- Origin: Los Angeles, California
- Genres: World, Kirtan, Mantra Music
- Years active: 1998-present
- Label: Equal Vision Records/Mantralogy
- Members: Gaura Vani Shyam Kishore Vrinda Rani Jvala Mukhi Nistha Raj
- Website: Official Website

= Gaura Vani & As Kindred Spirits =

Gaura Vani & As Kindred Spirits (sometimes known just as As Kindred Spirits) is a musical project signed to Equal Vision Records' new sub-label, Mantralogy. They perform Krishna-conscious music.

==History==
As Kindred Spirits was founded in 1998 by Gaura Vani and Shyam Kishore to bring kirtan, a genre of spiritual music from India, to the United States. The music "combines traditional Indian kirtan music with Western elements such as 12-string guitar, gospel choruses, and hip-hop rhythms".

Gaura Vani was born in Los Angeles, but at the age of six, moved to Vrindavan, India to study sacred music at a gurukula. There, he learned how to play traditional Indian instruments, such as the harmonium.
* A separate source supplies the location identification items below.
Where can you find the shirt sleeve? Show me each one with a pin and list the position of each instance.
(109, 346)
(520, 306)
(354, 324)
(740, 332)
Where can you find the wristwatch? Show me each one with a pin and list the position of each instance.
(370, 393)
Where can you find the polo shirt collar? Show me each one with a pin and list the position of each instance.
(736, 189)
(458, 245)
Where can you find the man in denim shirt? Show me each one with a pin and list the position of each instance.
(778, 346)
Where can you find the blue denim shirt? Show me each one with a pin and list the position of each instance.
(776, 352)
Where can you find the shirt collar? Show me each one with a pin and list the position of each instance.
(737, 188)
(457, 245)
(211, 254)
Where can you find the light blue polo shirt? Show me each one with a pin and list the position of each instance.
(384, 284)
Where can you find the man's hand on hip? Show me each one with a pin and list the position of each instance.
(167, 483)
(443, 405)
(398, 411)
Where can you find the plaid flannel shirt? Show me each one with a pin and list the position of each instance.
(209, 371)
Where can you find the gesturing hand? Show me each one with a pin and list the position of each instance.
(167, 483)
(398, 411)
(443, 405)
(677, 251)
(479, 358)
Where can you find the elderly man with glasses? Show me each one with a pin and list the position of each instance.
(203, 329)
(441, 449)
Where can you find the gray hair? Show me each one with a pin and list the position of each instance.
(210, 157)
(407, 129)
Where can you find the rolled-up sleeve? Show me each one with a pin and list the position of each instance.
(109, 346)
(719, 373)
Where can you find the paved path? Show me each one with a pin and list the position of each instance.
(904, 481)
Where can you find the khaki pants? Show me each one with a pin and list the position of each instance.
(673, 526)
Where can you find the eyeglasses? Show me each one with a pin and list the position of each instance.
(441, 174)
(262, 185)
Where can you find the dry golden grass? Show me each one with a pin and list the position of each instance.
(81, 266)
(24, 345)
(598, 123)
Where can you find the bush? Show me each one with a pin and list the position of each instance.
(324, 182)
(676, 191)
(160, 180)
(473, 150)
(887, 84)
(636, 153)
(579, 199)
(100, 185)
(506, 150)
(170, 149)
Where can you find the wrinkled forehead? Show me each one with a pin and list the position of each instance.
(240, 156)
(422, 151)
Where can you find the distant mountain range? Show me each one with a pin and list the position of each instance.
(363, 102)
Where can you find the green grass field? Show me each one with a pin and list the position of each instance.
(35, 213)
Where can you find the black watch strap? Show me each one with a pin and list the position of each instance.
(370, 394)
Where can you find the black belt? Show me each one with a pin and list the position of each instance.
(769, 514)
He brought his knowledge back to the United States, where he formed As Kindred Spirits with Shyam Kishore, a professionally trained Indian percussionist/multi-instrumentalist.
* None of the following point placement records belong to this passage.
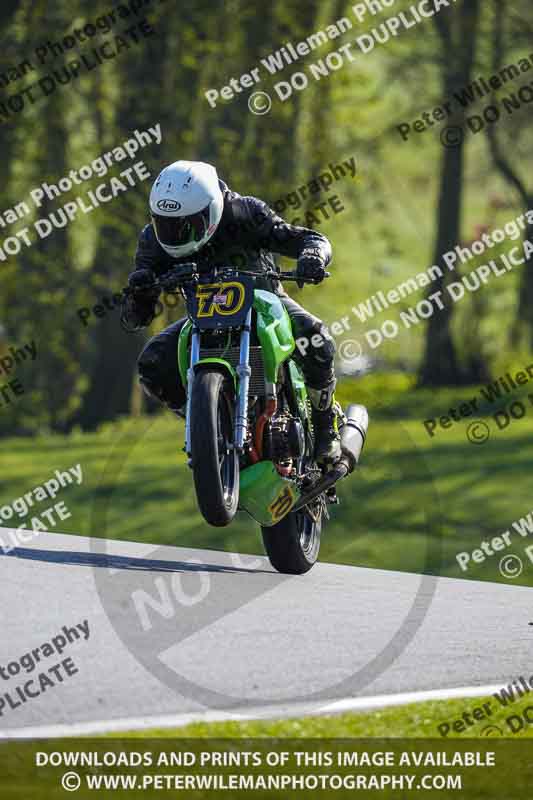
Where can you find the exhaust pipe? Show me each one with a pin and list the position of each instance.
(353, 435)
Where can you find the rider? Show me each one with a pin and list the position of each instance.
(196, 217)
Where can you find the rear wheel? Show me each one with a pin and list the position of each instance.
(215, 463)
(292, 544)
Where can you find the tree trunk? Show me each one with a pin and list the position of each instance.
(440, 366)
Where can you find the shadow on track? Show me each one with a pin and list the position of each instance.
(125, 562)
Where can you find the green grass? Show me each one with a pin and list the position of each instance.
(415, 502)
(416, 720)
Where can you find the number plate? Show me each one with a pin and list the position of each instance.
(220, 305)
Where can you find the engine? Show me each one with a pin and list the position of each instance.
(287, 442)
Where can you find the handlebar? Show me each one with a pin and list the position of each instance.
(178, 278)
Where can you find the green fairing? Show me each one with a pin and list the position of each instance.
(265, 495)
(274, 331)
(183, 351)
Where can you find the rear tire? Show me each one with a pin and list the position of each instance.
(215, 466)
(292, 545)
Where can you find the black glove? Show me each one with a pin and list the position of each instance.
(139, 300)
(178, 275)
(310, 267)
(141, 280)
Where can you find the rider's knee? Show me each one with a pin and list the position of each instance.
(322, 345)
(149, 368)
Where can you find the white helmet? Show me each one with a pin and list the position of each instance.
(186, 205)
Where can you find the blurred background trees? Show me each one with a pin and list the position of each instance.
(410, 202)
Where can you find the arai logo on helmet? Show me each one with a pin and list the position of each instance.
(169, 205)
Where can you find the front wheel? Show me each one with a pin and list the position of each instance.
(215, 462)
(292, 544)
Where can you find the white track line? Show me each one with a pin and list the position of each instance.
(281, 711)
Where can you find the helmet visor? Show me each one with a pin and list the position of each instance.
(176, 231)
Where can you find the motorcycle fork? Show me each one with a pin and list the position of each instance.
(195, 357)
(243, 372)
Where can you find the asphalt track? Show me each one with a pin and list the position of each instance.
(270, 644)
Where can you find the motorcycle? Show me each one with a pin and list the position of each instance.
(248, 422)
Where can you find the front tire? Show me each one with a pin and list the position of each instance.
(292, 545)
(215, 463)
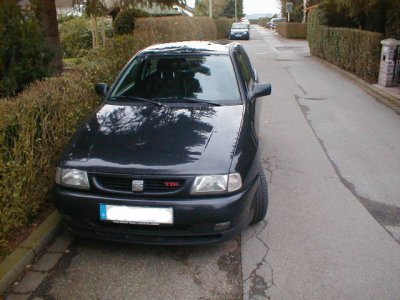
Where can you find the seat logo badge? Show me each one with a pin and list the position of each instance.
(137, 185)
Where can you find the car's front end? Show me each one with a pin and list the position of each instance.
(126, 186)
(157, 169)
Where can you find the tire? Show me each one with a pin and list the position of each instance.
(260, 200)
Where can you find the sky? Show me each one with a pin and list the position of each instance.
(254, 6)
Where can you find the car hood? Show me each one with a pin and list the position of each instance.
(239, 30)
(147, 139)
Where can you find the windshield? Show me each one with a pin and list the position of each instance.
(239, 26)
(209, 78)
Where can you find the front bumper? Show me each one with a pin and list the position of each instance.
(243, 36)
(194, 218)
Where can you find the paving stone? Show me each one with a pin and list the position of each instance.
(18, 297)
(61, 244)
(47, 262)
(29, 283)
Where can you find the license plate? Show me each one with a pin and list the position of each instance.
(136, 214)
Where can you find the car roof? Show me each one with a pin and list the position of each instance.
(188, 47)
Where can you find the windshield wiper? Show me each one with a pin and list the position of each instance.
(152, 101)
(188, 99)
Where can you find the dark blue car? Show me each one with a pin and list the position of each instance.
(172, 155)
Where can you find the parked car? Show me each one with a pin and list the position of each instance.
(172, 155)
(273, 23)
(239, 30)
(247, 22)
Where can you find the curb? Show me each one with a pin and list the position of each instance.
(374, 90)
(14, 264)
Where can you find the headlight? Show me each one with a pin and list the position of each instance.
(216, 183)
(72, 178)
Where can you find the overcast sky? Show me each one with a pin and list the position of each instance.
(254, 6)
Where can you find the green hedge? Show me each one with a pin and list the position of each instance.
(170, 29)
(354, 50)
(76, 35)
(24, 55)
(37, 124)
(223, 27)
(125, 21)
(292, 30)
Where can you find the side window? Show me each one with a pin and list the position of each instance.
(246, 68)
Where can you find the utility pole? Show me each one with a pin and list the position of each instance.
(305, 3)
(235, 10)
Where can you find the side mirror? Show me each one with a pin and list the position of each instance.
(101, 89)
(260, 90)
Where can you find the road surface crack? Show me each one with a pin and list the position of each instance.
(259, 283)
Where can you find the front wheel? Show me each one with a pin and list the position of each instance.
(260, 200)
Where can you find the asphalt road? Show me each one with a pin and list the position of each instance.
(332, 153)
(332, 156)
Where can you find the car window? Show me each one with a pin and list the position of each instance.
(245, 67)
(205, 77)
The band performs regularly at yoga studios and temples, along with touring to larger venues and festivals, such as Lollapalooza. They also tour internationally to countries such as Brazil and India. They also founded the first ever sold-out Chant4Change kirtan-festival in Washington, DC during President Obama's inauguration.

In 2009, As Kindred Spirits became the first band signed to Equal Vision's new, kirtan sub-label, Mantrology. Their second album, Ten Million Moons, is the first release on Mantralogy.

==Band members==
Gaura Vani - vocals, harmonium

Shyam Kishore - tabla, sarod

Vrinda Rani - bharatanatyam dancer

Acyuta Gopi - vocals

Ananta Govinda - mrdanga (khol) [brother to Acyuta Gopi]

Jvala Mukhi - backing vocals, tambura

Nistha Raj - violin

Various other musicians perform at various shows, most being local musicians.